Zong is charged with transferring those currencies to more than 10 countries around the world, including the U.S., United Arab Emirates, Switzerland, Germany, Austria and Italy. Zong received payment for these acts from the Iranian nationals in an amount from $10 million to $17 million USD.
The indictment alleges that the scheme began in 2011, when Zong changed the name of his Korean company, “KSI Ejder, Inc.” (KSI) to “Anchore.” Zong used KSI/Anchore as a conduit to convert and distribute Iranian funds into USD and/or euros, by fictitiously selling marble tiles and other construction supplies to an Iranian shell company in Kish Island, Iran. KSI/Anchore fictitiously purchased Italian marble tiles and other construction supplies from “MSL & Co Investment Trading” (MSL Investment Dubai), an Iranian-controlled shell company in Dubai, which were then fictitiously shipped directly to another fictitious company in Iran.

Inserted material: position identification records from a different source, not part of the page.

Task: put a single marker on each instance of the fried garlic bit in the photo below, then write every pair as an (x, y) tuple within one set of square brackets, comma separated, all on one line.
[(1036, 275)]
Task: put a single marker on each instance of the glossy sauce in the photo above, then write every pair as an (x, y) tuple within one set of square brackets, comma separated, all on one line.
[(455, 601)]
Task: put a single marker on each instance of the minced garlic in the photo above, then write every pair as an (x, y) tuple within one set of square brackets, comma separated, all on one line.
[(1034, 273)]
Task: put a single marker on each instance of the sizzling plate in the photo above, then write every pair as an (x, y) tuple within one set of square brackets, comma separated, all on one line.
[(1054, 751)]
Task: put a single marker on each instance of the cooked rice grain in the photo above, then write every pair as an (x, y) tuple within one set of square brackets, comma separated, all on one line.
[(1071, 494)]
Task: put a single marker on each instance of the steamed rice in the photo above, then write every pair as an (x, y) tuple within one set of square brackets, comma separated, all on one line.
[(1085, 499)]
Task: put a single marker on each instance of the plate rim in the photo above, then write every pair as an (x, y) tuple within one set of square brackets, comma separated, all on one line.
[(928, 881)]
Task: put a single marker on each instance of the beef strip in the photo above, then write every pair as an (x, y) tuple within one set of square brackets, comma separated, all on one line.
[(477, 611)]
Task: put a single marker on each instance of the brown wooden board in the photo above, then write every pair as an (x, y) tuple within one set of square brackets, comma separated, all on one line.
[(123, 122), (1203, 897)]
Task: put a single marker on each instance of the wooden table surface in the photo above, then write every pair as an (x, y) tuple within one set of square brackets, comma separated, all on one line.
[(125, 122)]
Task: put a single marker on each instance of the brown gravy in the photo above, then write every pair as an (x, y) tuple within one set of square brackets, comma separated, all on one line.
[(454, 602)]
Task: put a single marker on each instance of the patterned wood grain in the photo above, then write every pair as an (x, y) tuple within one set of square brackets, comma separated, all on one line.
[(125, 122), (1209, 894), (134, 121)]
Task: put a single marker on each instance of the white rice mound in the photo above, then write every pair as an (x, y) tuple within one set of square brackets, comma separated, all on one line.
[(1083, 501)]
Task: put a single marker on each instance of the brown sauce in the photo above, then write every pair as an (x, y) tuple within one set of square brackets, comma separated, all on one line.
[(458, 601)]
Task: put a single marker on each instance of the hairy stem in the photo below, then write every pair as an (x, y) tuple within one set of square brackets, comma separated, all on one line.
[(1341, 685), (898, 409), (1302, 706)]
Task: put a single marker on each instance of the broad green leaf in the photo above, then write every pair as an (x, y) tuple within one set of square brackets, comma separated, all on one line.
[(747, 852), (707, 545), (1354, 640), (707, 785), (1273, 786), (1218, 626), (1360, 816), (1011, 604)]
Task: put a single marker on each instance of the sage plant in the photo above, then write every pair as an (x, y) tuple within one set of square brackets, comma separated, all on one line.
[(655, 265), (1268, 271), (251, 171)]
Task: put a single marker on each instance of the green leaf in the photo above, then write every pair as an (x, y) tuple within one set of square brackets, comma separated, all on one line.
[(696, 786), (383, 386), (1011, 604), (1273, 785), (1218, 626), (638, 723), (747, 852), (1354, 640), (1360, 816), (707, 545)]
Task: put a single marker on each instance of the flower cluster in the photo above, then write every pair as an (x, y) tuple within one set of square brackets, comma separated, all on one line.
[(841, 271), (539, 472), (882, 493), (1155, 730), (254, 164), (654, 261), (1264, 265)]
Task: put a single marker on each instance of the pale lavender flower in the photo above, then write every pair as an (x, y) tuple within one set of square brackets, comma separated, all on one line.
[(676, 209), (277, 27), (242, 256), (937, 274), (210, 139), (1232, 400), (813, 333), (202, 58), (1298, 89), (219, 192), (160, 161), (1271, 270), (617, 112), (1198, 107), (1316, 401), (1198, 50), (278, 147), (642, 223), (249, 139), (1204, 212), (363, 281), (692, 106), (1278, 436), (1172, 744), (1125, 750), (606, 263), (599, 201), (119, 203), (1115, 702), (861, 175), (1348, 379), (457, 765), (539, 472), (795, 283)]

Zong and his co-conspirators created false and fictitious contracts, bills of lading and invoices to show Korean government banking regulators that the Iranian company owed KSI/Anchore for the false marble purchases. This resulted in the transfer of Iranian funds, at the direction of Zong’s co-conspirators, from the restricted Iranian bank account to Zong’s KSI/Anchore account. Zong then transferred the funds to entities and individuals throughout the world.
Zong is also charged with 43 counts of money laundering and one count of money laundering conspiracy for his actions in connection with the $10 million dollar fee paid to him by his Iranian associates. In furtherance of the scheme, Zong transferred $10 million of his fees from Korea to a co-conspirator who resided in Anchorage. This individual also created and operated various companies to be used as front companies to purchase real estate, automobiles, an interest in a yacht and other purchases or transfers of the Iranian funds.
The U.S. embargo on Iran, which is enforced through IEEPA and the ITSR, prohibits the export of goods, technology, and services to Iran with very limited exceptions.
An arraignment date has not been set.
U.S. Attorney Loeffler commended the IRS-Criminal Investigation and the FBI for the investigation of this case.
An indictment is only a charge and is not evidence of guilt. A defendant is presumed innocent and is entitled to a fair trial at which the government must prove guilt beyond a reasonable doubt.